@tef I cannot stop thinking about this video from three months before the incident— breaking down two separate problems, requiring expensive recalls/repairs at the end of Max manufacturing, which the vlogger ascribes to Boeing spinning off parts of their operations to save money, then having quality problems because half of their manufacturing was now technically under a different company they're constantly struggling with. Check your anon post and sure enough… Spirit https://www.youtube.com/watch?v=SmJgweFmoxs&t=320s
@tef I am not a physical engineer but it's hard not to draw a line from a known incident where a minor but potentially dangerous systemic production issue is found and fixed at the last minute before ship and everyone breathes a sigh of relief, and then a separate minor but potentially dangerous systemic production issue causes a door to fall off an airplane in flight months later…
@tef …and not think of the Challenger investigations, and descriptions of a culture where near misses kept happening and rather than this sounding an alarm over "we have a lot of near misses, we need to find and address the systemic problems causing this" it lead to a mindset more like "all of these near misses have turned out perfectly okay, so it turns out the process works well"

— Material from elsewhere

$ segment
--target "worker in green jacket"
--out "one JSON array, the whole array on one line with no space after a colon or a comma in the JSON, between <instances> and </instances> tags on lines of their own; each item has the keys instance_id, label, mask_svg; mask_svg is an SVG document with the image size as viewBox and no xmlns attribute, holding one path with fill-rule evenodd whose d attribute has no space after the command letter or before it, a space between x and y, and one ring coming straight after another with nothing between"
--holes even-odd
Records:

@tef McD-D learned better for a generation ater the DC-10 disaster; problem is, that was early 70s, so by the mid-90s the managers who remembered it had all left … and then the re-toxified McD-D merged with Boeing and essentially did a reverse management take-over.
@tef ask any urban South Floridian about the cycle of hurricane awareness (including both preparedness and compliance with building regulations). It's been 30ish years since Andrew, so we're due again.